10.25580/IGP.2024.0011

Raphaële Bertho est historienne de la photographie, commissaire d’exposition et maîtresse de conférences en Arts à l’Université de Tours. Au sein du laboratoire InTRu (EA 6301), elle travaille sur les enjeux esthétiques et politiques de la représentation du paysage, de l’architecture et du territoire contemporain, notamment dans le cadre des commandes publiques de photographie ou dans les fonds iconographiques institutionnels, en France et en Europe. Elle a été commissaire avec Héloïse Conesa de l’exposition Paysages français, Une aventure photographique 1984-2017 (BnF, 2017-2018).

Raphaële Bertho is a photography historian, curator and lecturer in the Arts at the University of Tours.
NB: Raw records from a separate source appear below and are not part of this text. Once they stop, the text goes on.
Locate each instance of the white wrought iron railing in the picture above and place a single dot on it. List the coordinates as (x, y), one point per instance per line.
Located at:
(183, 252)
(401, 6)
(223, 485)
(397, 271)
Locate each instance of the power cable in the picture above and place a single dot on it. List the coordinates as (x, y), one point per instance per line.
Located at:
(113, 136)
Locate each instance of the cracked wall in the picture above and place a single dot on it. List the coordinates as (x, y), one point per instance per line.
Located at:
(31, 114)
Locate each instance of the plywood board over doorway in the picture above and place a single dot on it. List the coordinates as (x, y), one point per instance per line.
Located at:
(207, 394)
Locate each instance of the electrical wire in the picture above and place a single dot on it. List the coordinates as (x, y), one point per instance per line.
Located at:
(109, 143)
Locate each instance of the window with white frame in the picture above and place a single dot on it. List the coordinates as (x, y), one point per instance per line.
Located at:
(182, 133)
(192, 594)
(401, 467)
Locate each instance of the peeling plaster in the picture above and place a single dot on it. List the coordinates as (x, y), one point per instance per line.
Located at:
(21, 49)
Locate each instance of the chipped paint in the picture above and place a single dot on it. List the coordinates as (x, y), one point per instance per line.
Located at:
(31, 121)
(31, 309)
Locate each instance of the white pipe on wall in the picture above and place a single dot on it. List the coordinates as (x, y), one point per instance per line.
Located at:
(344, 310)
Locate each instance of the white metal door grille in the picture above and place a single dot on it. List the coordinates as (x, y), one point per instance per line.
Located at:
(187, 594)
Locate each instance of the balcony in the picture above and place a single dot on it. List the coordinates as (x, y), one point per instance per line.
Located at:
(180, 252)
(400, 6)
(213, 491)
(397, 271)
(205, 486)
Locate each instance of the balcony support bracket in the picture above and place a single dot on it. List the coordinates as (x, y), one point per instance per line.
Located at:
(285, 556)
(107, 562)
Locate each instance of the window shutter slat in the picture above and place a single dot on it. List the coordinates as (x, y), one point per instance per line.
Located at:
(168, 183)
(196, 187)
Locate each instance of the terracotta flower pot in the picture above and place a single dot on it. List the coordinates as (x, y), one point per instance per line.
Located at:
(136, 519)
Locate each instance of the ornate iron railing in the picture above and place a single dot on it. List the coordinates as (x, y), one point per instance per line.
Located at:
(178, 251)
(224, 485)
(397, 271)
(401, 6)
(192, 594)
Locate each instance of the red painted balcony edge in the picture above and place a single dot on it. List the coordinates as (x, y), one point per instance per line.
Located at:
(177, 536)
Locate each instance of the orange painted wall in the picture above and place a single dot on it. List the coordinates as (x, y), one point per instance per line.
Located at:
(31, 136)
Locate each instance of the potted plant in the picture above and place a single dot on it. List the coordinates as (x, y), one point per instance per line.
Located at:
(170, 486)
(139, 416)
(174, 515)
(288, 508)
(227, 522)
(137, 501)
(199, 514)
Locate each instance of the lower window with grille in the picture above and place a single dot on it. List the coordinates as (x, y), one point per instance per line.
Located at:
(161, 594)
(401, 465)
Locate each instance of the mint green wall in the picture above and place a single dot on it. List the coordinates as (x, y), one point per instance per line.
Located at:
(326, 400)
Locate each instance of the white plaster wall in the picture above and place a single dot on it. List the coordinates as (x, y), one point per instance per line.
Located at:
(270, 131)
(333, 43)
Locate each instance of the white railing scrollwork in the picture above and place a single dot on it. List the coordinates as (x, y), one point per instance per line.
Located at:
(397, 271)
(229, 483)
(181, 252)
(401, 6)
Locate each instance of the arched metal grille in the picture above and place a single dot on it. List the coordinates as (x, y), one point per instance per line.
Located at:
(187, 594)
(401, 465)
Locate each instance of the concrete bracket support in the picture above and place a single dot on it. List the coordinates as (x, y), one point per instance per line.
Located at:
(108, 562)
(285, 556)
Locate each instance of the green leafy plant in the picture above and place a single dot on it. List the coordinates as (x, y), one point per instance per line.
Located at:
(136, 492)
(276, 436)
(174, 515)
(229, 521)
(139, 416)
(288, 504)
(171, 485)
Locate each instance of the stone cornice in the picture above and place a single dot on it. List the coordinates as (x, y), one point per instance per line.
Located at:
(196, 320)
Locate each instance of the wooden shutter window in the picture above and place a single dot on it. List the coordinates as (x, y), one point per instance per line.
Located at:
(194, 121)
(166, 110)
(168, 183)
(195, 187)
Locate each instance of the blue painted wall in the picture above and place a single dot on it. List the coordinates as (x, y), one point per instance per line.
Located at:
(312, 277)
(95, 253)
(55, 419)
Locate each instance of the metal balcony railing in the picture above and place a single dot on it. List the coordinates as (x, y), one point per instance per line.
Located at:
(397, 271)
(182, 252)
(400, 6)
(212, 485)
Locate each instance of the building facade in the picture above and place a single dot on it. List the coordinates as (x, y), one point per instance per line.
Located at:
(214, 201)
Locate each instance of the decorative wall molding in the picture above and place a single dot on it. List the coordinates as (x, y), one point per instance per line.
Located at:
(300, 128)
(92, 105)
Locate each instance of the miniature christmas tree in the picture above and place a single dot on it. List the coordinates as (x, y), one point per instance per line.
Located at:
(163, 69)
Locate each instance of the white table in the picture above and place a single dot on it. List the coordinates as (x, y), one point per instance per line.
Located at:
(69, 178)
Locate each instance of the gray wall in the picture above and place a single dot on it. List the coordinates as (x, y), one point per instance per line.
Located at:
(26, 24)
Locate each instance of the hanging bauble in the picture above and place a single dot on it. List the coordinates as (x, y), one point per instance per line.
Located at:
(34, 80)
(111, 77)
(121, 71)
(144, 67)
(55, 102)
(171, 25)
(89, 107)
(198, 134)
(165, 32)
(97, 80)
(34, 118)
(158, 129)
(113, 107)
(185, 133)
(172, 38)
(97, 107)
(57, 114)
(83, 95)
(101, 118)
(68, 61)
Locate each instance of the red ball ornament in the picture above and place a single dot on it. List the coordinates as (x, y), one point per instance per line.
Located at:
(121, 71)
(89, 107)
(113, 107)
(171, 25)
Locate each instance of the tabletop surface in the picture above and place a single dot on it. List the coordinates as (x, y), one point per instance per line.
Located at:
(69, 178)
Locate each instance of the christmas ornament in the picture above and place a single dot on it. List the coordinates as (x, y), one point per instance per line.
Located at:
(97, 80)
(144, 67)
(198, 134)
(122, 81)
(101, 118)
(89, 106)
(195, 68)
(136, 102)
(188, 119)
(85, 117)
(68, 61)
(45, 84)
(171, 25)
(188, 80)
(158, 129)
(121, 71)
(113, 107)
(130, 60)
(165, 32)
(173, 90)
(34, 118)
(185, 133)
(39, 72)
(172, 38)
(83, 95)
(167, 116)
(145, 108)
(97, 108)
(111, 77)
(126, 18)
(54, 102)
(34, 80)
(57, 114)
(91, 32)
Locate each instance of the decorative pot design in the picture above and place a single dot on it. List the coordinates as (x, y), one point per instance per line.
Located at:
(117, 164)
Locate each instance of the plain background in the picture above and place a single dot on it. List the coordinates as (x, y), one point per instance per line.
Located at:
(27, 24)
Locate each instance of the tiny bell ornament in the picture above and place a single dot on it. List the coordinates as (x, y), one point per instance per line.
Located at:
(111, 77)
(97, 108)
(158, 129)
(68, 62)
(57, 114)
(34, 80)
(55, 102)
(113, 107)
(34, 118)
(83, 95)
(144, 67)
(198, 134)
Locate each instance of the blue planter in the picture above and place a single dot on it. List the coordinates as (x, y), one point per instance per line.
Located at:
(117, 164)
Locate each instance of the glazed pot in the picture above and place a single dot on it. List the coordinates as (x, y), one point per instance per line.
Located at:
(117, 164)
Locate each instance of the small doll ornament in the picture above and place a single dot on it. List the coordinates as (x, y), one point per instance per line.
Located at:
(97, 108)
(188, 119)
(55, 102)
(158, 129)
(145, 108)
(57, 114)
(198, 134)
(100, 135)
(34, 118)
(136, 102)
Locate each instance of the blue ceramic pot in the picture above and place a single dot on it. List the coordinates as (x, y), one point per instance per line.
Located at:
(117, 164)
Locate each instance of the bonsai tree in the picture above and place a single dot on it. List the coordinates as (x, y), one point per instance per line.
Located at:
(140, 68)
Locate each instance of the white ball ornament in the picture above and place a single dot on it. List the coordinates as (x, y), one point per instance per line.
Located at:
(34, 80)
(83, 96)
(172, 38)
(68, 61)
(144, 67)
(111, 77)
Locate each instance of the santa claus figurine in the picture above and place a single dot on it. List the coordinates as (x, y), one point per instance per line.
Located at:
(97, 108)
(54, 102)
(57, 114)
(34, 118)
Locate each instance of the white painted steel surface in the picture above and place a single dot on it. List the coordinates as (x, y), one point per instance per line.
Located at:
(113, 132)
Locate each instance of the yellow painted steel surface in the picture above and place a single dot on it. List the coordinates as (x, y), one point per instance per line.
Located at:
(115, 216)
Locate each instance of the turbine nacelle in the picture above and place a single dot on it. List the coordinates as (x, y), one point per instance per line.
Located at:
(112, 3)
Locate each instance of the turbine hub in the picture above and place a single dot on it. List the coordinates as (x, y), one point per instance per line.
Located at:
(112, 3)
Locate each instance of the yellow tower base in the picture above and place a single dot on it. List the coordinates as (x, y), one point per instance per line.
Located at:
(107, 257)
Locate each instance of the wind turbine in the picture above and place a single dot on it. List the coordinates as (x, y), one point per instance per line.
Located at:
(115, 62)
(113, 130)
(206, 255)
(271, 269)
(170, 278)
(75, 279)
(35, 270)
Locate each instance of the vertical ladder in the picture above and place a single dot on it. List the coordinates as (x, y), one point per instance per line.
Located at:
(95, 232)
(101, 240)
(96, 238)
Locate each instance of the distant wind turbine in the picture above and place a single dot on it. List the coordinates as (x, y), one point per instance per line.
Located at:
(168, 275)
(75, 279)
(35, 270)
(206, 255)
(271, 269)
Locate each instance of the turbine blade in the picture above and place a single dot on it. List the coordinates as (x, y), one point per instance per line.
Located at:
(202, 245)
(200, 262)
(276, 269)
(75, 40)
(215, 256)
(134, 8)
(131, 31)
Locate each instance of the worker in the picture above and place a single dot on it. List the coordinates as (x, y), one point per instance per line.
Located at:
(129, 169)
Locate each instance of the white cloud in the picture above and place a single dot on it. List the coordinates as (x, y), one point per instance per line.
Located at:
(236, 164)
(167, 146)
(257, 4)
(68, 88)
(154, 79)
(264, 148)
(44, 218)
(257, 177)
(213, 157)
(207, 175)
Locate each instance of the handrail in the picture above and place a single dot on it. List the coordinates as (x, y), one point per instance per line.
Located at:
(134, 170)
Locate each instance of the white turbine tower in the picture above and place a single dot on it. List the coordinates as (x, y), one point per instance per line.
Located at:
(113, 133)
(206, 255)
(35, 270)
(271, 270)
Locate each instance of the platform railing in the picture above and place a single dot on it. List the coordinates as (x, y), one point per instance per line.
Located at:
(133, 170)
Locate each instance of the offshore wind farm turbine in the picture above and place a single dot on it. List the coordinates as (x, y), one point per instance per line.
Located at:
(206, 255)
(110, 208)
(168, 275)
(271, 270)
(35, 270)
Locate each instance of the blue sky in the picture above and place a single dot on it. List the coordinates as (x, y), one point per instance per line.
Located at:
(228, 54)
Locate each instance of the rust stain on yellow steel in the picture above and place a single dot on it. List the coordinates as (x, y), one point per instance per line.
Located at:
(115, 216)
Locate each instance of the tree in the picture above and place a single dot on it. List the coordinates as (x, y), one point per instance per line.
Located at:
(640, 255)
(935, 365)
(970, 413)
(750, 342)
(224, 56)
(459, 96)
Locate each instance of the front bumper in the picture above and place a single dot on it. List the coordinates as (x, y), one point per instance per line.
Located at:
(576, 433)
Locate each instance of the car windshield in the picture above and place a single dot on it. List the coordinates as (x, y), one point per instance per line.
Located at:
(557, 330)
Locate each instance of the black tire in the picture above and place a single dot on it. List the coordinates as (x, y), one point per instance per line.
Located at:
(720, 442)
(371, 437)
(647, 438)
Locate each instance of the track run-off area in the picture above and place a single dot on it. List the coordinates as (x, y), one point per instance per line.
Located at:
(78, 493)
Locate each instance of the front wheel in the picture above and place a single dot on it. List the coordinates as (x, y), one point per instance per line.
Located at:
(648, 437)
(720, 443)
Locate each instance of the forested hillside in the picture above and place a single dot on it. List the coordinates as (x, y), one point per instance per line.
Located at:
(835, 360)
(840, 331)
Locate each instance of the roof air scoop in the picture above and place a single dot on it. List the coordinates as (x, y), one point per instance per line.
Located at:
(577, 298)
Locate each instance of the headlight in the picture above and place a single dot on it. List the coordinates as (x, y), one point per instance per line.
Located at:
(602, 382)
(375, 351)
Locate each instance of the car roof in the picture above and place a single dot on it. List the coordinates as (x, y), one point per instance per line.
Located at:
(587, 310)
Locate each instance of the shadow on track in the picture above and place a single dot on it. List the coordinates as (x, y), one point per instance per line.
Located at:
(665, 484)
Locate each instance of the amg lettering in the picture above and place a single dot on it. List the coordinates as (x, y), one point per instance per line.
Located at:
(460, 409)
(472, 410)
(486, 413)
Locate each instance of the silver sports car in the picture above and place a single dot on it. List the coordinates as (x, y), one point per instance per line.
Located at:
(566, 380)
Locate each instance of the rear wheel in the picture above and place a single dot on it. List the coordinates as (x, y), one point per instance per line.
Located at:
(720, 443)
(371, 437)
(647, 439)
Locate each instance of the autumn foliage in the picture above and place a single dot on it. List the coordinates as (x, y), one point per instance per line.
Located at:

As a member of the InTRu laboratory (EA 6301), she works on the aesthetic and political issues surrounding the representation of contemporary landscape, architecture and territory, particularly in the context of public photography commissions and institutional iconographic collections, in France and Europe.

 

Sonia Keravel est paysagiste DPLG, docteure de l’EHESS et maîtresse de conférences en théorie et pratique du projet de paysage à l’Ecole Nationale Supérieure de Paysage de Versailles-Marseille. Au sein du Laboratoire de Recherche en Projet de paysage (LAREP), ses domaines de recherche sont la critique de projet et l’histoire du paysagisme, la spécificité de l’approche paysagère des espaces métropolitains et le rôle des représentations visuelles, notamment de la photographie, dans la pratique paysagiste.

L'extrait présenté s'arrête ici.